What needs to happen is the PII control needs to be reversed. You need to be the IdP. That is, you will need to host your own identity verification service, and the application you are signing up for will request access to your verification service to ensure you’re who you say you are. Your identity service is where your PII is stored. You control your own data. The application will then request to be granted access to the PII. You will be able to pick and choose what PII you grant access to. You will also be able to revoke those grants to PII at any time.

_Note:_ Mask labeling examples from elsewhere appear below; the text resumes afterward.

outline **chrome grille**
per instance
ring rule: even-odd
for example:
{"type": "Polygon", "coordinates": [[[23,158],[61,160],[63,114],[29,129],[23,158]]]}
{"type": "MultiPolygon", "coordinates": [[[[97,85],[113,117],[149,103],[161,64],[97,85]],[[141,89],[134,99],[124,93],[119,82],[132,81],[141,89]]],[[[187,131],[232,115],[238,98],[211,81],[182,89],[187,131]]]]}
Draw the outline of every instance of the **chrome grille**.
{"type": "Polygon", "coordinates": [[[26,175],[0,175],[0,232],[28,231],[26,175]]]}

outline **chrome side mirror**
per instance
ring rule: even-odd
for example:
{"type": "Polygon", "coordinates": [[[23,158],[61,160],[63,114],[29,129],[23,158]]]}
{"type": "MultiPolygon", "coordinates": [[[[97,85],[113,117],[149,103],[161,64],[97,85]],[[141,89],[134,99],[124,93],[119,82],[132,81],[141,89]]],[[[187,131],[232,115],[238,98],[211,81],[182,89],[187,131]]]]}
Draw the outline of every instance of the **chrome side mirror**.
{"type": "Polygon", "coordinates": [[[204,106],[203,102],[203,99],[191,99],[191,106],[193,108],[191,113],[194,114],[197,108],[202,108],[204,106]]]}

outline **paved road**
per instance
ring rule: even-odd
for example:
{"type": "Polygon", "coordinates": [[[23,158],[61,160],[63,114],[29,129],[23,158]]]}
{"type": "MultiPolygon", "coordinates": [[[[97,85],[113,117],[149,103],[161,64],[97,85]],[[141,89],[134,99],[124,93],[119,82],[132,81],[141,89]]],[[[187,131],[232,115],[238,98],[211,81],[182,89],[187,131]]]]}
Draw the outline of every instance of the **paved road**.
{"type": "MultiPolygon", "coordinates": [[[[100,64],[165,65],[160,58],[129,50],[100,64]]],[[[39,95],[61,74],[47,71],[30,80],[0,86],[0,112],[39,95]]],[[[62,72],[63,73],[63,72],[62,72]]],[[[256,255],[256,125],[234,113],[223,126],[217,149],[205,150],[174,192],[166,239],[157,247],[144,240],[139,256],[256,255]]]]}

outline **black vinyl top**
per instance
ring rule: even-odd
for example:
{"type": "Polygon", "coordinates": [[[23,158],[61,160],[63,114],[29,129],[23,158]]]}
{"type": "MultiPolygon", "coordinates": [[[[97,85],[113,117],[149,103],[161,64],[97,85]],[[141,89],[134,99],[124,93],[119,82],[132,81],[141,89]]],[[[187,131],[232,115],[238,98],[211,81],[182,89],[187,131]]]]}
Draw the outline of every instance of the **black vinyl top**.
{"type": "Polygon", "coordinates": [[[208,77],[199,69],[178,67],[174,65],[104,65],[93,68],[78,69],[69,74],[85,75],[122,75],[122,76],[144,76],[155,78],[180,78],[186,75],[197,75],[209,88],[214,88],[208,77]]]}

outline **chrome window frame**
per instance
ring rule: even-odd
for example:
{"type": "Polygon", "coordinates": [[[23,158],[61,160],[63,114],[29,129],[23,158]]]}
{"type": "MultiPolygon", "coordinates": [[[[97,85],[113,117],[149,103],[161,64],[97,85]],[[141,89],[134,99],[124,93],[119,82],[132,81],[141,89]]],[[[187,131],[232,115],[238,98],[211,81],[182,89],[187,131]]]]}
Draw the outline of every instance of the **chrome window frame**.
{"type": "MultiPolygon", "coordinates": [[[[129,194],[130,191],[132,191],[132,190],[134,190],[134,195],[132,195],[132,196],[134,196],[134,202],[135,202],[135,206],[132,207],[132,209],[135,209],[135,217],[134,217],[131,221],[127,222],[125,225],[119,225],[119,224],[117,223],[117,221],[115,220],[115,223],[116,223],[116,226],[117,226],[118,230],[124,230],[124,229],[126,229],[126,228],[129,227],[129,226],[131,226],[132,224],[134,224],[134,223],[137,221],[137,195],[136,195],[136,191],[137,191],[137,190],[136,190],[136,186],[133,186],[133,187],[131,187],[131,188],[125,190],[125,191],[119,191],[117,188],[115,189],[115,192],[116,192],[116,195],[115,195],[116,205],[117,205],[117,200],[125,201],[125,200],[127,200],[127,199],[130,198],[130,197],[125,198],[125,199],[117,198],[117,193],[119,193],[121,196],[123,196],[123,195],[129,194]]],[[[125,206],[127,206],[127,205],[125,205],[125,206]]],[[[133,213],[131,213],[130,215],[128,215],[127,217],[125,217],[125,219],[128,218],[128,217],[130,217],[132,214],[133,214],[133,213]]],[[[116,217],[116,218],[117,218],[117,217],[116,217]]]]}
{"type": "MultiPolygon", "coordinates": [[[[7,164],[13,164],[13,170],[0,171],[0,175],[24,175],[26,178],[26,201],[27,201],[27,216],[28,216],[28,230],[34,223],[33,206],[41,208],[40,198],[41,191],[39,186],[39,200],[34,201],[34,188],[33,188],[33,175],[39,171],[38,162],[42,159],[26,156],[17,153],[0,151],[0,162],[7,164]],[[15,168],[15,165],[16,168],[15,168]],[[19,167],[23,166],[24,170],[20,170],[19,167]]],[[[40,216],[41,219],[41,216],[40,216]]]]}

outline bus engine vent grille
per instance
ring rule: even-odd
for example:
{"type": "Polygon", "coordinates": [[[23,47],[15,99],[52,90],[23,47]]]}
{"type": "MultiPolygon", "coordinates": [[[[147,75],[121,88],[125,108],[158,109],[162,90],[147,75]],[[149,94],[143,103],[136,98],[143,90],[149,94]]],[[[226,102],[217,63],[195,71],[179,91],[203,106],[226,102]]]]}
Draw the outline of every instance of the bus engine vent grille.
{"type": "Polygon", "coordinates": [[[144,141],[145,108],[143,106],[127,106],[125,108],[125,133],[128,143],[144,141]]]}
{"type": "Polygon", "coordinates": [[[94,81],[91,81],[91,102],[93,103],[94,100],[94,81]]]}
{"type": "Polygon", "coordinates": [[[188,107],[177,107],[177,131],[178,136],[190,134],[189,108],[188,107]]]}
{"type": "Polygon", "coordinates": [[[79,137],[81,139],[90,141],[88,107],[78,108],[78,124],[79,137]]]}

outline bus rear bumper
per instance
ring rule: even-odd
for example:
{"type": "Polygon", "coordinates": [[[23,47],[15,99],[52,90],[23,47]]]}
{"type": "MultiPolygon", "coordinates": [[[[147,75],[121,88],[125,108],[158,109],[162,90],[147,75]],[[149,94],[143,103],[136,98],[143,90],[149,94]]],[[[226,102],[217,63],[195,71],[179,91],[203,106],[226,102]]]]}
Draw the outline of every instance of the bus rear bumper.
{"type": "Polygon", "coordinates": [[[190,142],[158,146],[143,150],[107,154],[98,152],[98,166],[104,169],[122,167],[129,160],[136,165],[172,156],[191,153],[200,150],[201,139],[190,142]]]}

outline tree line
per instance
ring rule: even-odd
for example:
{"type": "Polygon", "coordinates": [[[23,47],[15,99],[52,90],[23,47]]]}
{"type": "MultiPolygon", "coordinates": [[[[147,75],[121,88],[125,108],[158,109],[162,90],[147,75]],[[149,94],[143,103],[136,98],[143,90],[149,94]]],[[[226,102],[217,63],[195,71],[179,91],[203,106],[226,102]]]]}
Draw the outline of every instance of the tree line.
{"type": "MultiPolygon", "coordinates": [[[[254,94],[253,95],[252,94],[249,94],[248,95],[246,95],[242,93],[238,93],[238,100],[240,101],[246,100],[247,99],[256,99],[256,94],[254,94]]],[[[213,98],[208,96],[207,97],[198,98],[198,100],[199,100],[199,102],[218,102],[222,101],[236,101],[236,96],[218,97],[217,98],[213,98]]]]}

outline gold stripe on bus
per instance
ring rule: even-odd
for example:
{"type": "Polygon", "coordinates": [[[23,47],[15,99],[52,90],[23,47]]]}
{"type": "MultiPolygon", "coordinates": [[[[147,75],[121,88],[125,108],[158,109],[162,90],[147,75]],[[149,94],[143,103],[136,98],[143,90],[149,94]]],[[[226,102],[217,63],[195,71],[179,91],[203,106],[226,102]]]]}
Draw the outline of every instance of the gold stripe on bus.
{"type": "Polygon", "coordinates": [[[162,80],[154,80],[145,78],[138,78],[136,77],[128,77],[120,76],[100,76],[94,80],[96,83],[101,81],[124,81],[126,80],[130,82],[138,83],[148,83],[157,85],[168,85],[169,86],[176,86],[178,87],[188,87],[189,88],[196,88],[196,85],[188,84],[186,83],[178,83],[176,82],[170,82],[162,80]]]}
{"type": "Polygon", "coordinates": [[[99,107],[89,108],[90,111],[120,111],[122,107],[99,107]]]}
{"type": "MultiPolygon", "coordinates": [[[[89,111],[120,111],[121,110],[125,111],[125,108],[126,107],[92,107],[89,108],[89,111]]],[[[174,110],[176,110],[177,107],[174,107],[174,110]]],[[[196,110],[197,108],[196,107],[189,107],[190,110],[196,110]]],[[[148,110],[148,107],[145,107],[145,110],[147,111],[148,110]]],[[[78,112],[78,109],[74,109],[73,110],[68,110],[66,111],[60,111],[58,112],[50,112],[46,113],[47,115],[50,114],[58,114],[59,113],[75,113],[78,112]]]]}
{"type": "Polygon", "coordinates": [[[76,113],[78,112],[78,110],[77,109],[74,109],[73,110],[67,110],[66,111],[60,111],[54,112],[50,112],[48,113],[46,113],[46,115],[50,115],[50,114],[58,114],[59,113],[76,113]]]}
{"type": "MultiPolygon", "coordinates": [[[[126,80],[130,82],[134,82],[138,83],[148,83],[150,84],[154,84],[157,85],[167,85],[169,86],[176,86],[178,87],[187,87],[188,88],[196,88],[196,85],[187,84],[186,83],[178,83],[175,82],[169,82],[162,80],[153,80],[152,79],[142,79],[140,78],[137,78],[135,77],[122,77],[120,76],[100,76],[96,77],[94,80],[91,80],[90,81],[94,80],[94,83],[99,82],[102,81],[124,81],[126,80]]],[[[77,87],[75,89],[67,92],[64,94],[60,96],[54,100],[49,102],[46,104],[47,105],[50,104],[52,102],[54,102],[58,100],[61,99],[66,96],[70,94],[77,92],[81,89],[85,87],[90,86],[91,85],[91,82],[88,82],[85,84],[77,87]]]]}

This reversal of control does not come without some hurdles to cross. How does the individual user host an identity service? If a hosting service, who hosts it? How is the data stored? Etc. We start to get back into a gray area of the original problem.

This is in part a technology that the Solid Project and protocol is trying to solve. Tim Berners-Lee originally thought of the Web as a decentralized, interlinked network. The world moved toward a few tech-oligarch monoliths of compute and data aggregation.

The aims of the Solid project are in line with those of the Web itself: empowerment towards an equitable, informed and interconnected society. Solid adds to existing Web standards to realize a space where individuals can maintain their autonomy, control their data and privacy, and choose applications and services to fulfil their needs.

Introduction – Solid Specification

Furthermore, decentralized social media platforms will continue to turn the tables on the larger, monolithic monopolies we have today. ActivityPub-based platforms will slowly make gains of the social media space. Users who were previously banned will continue to commune together and build their own decentralized platforms. This is already happening today with the likes of Gab.com. It will continue to grow. The momentum of decentralized social is growing. How it totally plays out is still unclear, but rest assured, more free-thinking players will continue to gain larges swaths of disenfranchised social media users. Who is John Galt indeed.

What About Blockchain?

We can talk about blockchain, when discussing Web 3.0. I mean, why not SEO the hell out of this post. Right? Again, Decentralized Blockchain networks are nothing new, but there is some interesting work that has come out of the COSMOS camp working on a network that allows disparate blockchain networks to work together.

Big money (and Government) injected themselves into cryptocurrency through implementing and regulating monolithic exchanges for crypto coins (and NTFs) but there’s a continuing trend to keep the middle-man out of crypto coin transactions. For numerous reasons, the big money/Governments will continue to fight these, but the decentralized nature of these exchanges (DEX) like 1Inch, Raydium, etc. will allow those with enough technical know how to truly be able to exchange (and trade) value through a DEX.

What’s The End Game?

The future is decentralized data, banking, transactions, ownership, etc. The trend of gaining back control of our data, including financial transactions, seems to be signaling and thus solving the systemic problem of corporate and government overreach.

Time will tell just how much corporate Governments fight back through control over the Internet pipes themselves. It’s something the CIA has done time and time again. I’m hoping and praying for a less aggressive Governmental response, but preparing for that potential reality. With the concept of social scores, vaccine passports, and other nefarious methods of controlling people, it seems like the covert “cold war” for control between the ideas of individual sovereignty and global governance is certainly underway.

What are you excited for or worried to see happen in our near future?